After your interventional procedure

If the procedure you had was aimed at reducing pain, you will be given a pain assessment form to complete during the next 10 days. Take this with you next time you see your doctor.

You might need to remain in the x-ray department for a short time after your procedure, for observation. For some procedures you may need to have someone else to drive you home. This information will be provided when you make your appointment.

The radiologist who performed your interventional procedure will write a report about the procedure and send that to the doctor who referred you. You will need to return to the health practitioner who referred you to discuss the report and the effectiveness of the procedure.

Drainage insertion

Under image guidance using ultrasound or CT, a needle or catheter is placed within the chest or abdomen, to drain the abnormal fluid collection. The patient must remain very still while the fluid is being drained and remain in the department after the procedure for observation.

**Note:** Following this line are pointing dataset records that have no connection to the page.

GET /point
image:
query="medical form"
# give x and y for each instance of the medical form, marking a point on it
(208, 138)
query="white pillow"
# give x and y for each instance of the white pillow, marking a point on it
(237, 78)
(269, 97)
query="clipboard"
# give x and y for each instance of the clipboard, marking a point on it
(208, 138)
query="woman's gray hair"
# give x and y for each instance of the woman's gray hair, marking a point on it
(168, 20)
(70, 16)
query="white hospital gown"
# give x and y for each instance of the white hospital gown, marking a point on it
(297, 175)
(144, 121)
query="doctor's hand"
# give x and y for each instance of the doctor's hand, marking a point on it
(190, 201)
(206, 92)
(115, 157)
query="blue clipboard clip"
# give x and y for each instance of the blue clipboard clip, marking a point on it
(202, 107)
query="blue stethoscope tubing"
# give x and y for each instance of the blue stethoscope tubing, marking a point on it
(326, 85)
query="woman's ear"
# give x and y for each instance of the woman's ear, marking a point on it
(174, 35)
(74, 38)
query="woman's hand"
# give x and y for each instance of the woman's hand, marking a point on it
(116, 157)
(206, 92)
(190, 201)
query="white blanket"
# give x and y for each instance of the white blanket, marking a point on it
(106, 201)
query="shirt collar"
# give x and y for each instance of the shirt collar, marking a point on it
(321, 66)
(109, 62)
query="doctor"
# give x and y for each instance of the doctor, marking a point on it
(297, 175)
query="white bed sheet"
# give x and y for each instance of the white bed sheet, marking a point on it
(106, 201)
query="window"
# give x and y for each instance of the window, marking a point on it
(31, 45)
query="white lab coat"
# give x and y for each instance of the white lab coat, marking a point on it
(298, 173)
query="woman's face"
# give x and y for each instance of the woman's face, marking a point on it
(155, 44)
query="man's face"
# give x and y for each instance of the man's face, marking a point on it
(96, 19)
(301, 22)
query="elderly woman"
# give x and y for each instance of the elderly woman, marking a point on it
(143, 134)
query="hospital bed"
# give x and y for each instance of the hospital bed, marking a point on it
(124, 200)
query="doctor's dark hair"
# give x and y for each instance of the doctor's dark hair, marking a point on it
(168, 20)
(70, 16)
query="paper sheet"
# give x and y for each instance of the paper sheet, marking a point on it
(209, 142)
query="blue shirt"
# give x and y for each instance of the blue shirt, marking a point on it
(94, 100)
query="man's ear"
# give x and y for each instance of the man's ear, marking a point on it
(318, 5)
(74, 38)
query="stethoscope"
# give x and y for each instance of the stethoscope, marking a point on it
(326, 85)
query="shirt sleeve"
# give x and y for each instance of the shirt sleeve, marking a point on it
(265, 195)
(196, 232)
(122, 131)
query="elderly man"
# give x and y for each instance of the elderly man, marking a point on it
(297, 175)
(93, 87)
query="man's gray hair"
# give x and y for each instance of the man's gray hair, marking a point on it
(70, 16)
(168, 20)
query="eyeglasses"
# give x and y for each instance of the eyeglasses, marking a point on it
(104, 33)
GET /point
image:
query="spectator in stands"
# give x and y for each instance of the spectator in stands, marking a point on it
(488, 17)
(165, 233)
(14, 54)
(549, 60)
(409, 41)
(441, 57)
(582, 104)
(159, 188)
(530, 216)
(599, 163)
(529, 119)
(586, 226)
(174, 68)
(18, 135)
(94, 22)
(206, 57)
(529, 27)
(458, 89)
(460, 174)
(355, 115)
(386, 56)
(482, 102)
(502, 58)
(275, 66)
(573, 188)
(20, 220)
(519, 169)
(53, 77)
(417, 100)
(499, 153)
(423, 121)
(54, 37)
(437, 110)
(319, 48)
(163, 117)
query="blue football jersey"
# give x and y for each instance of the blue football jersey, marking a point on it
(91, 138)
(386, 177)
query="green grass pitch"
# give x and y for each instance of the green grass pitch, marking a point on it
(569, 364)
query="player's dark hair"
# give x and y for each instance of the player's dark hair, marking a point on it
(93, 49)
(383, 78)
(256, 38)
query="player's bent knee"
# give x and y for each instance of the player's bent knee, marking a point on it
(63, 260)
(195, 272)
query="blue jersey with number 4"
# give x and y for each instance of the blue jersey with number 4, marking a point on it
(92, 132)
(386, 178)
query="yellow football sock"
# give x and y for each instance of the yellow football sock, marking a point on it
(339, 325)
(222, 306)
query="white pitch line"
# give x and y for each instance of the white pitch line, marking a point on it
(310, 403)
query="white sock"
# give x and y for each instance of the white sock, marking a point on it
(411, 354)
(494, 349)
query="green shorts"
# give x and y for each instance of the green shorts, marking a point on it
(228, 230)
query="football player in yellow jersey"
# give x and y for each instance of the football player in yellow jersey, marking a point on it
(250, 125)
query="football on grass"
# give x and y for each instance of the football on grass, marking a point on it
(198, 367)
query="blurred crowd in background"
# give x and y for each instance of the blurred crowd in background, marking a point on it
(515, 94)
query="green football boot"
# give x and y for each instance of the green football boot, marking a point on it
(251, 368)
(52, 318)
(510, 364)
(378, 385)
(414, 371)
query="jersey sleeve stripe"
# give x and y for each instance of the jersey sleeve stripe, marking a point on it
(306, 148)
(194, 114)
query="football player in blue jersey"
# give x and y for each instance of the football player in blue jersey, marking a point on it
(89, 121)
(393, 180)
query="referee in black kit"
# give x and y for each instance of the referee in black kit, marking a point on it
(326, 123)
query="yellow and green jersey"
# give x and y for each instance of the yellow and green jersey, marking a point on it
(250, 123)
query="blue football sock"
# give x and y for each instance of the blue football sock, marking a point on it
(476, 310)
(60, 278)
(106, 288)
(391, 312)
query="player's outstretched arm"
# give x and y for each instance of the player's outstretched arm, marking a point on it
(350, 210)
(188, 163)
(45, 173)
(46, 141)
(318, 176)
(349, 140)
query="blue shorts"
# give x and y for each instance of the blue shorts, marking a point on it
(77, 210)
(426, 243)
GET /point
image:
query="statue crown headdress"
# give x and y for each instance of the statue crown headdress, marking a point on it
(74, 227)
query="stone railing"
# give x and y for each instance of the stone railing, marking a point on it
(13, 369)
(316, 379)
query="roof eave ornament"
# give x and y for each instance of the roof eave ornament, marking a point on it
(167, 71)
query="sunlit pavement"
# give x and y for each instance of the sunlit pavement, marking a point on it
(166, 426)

Fine needle aspiration (FNA) and core biopsy

Abnormal breast tissue is usually detected by physical examination, ultrasound or mammography. However, imaging tests can’t always differentiate benign lesions from cancer, and so FNA and core biopsy are used to define the true nature of abnormal areas found on ultrasound or mammography.

For FNA a fine 25-gauge needle is inserted under ultrasound or x-ray guidance into the abnormal area, and then cells are aspirated for viewing under a microscope. Some solid lesions will benefit from core biopsy.

Nerve block

People who suffer acute or chronic spine pain affecting the neck, buttocks, legs or arms may benefit from a nerve block injection to achieve temporary pain relief. A nerve block is used to treat a particular nerve or group of nerves by injecting an anaesthetic or anti-inflammatory agent, which will switch-off pain signals or decrease inflammation. CT or fluoroscopy is used for needle guidance, to ensure the needle is correctly placed to maximise pain relief.

Steroid injection

Steroid injections are used to relieve acute or chronic pain. A combination of hydrocortisone and long-acting local anaesthetic is injected into or around a bursa, joint or nerve depending on the cause of pain. CT, fluoroscopy or ultrasound is used for needle guidance, to ensure the needle is correctly placed to maximise pain relief.